A fairness metric that checks whether, for a given classifier, the precision rates are equivalent for subgroups under consideration.

For example, a model that predicts college acceptance would satisfy predictive parity for nationality if its precision rate is the same for Lilliputians and Brobdingnagians.

Predictive parity is sometime also called predictive rate parity.

See "Fairness Definitions Explained" (section 3.2.1) for a more detailed discussion of predictive parity.

predictive rate parity

#fairness

Another name for predictive parity.

preprocessing

#fairness
Processing data before it's used to train a model. Preprocessing could be as simple as removing words from an English text corpus that don't occur in the English dictionary, or could be as complex as re-expressing data points in a way that eliminates as many attributes that are correlated with sensitive attributes as possible. Preprocessing can help satisfy fairness constraints.

proxy (sensitive attributes)

#fairness
An attribute used as a stand-in for a sensitive attribute. For example, an individual's postal code might be used as a proxy for their income, race, or ethnicity.

R

reporting bias

#fairness

The fact that the frequency with which people write about actions, outcomes, or properties is not a reflection of their real-world frequencies or the degree to which a property is characteristic of a class of individuals. Reporting bias can influence the composition of data that machine learning systems learn from.

For example, in books, the word laughed is more prevalent than breathed. A machine learning model that estimates the relative frequency of laughing and breathing from a book corpus would probably determine that laughing is more common than breathing.

S

sampling bias

#fairness

See selection bias.

selection bias

#fairness

Errors in conclusions drawn from sampled data due to a selection process that generates systematic differences between samples observed in the data and those not observed. The following forms of selection bias exist:

  • coverage bias: The population represented in the dataset doesn't match the population that the machine learning model is making predictions about.
  • sampling bias: Data is not collected randomly from the target group.
  • non-response bias (also called participation bias): Users from certain groups opt-out of surveys at different rates than users from other groups.

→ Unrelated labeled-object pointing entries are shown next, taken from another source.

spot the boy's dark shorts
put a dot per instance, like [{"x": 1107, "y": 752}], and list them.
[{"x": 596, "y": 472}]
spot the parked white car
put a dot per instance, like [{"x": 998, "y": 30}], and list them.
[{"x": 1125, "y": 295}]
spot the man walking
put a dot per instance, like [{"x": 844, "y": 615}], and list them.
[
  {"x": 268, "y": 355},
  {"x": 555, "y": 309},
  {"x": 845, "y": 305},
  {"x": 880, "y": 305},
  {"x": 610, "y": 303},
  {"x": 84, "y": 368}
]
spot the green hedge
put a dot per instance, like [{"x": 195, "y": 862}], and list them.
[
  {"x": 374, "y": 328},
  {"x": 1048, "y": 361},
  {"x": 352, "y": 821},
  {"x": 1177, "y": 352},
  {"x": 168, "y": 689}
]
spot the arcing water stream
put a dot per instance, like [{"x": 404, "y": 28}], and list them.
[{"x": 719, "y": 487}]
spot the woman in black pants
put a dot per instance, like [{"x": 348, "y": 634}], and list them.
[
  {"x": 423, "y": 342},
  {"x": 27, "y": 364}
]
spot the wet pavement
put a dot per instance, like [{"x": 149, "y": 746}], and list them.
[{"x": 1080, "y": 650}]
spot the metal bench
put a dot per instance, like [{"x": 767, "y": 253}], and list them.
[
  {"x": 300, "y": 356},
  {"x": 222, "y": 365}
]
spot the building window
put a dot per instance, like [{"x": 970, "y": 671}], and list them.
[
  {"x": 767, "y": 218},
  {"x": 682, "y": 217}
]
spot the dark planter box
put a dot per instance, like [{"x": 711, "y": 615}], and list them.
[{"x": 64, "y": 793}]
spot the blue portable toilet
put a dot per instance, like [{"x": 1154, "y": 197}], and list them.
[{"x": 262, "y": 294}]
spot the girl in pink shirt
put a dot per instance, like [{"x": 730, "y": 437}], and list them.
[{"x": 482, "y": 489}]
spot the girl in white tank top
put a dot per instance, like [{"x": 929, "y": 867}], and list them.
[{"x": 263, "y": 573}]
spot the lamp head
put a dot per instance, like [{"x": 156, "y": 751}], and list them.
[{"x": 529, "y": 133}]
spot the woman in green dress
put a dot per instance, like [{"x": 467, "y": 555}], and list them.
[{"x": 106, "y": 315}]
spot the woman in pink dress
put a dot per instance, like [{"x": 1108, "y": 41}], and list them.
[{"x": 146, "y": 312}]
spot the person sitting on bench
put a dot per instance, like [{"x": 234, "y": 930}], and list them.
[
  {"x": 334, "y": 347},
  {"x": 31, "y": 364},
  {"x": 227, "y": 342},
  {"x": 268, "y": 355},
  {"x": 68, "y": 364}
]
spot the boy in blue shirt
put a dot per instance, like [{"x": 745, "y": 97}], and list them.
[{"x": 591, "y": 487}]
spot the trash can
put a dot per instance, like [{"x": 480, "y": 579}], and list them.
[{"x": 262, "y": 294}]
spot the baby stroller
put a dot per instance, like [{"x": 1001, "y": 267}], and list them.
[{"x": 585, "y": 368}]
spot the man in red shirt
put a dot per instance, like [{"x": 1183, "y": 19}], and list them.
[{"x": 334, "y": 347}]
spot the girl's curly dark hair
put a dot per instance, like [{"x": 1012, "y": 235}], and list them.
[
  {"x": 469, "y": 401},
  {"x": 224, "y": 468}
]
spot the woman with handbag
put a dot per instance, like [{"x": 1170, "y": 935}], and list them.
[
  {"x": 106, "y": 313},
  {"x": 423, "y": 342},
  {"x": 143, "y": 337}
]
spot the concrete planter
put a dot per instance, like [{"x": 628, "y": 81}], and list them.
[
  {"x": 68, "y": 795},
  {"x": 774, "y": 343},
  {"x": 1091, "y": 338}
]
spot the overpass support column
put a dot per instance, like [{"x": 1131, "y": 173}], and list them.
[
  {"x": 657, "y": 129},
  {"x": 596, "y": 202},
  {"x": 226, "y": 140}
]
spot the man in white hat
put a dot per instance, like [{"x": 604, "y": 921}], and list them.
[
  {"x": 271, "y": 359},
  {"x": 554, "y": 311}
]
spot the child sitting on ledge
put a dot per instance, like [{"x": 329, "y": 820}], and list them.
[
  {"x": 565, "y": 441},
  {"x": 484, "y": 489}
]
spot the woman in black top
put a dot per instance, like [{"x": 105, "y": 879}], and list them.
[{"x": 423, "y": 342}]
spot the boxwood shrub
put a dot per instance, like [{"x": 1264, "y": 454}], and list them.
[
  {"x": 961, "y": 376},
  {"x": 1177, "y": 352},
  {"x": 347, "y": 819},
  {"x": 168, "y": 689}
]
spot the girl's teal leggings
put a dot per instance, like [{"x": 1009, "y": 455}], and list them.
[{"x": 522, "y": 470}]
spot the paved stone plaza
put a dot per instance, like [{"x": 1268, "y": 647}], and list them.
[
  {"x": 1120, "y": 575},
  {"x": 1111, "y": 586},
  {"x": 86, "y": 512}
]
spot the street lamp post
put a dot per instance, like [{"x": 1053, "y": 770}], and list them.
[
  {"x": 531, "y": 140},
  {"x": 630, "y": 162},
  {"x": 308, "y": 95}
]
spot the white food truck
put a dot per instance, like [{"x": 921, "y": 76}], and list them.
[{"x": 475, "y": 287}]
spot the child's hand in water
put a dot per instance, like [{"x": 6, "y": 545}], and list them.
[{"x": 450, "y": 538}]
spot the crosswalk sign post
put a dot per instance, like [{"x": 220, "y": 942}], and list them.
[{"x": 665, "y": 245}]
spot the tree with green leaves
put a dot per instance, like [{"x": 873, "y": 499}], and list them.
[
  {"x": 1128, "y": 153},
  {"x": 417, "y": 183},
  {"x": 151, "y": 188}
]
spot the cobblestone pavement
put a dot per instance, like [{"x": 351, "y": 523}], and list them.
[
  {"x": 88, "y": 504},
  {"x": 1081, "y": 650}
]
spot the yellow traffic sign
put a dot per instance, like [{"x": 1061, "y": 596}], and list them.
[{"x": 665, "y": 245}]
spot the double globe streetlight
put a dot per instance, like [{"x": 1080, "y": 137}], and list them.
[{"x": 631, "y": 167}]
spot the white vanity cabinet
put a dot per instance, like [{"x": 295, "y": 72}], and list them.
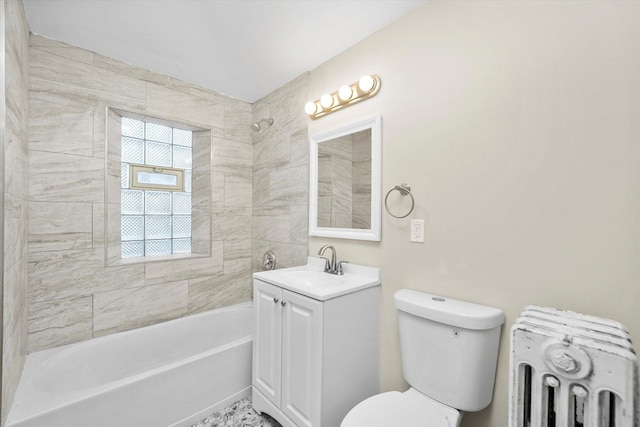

For example, suppose you are creating a machine learning model that predicts people's enjoyment of a movie. To collect training data, you hand out a survey to everyone in the front row of a theater showing the movie. Offhand, this may sound like a reasonable way to gather a dataset; however, this form of data collection may introduce the following forms of selection bias:

  • coverage bias: By sampling from a population who chose to see the movie, your model's predictions may not generalize to people who did not already express that level of interest in the movie.
  • sampling bias: Rather than randomly sampling from the intended population (all the people at the movie), you sampled only the people in the front row. It is possible that the people sitting in the front row were more interested in the movie than those in other rows.
  • non-response bias: In general, people with strong opinions tend to respond to optional surveys more frequently than people with mild opinions. Since the movie survey is optional, the responses are more likely to form a bimodal distribution than a normal (bell-shaped) distribution.

sensitive attribute

#fairness
A human attribute that may be given special consideration for legal, ethical, social, or personal reasons.

U

unawareness (to a sensitive attribute)

#fairness

A situation in which sensitive attributes are present, but not included in the training data. Because sensitive attributes are often correlated with other attributes of one’s data, a model trained with unawareness about a sensitive attribute could still have disparate impact with respect to that attribute, or violate other fairness constraints.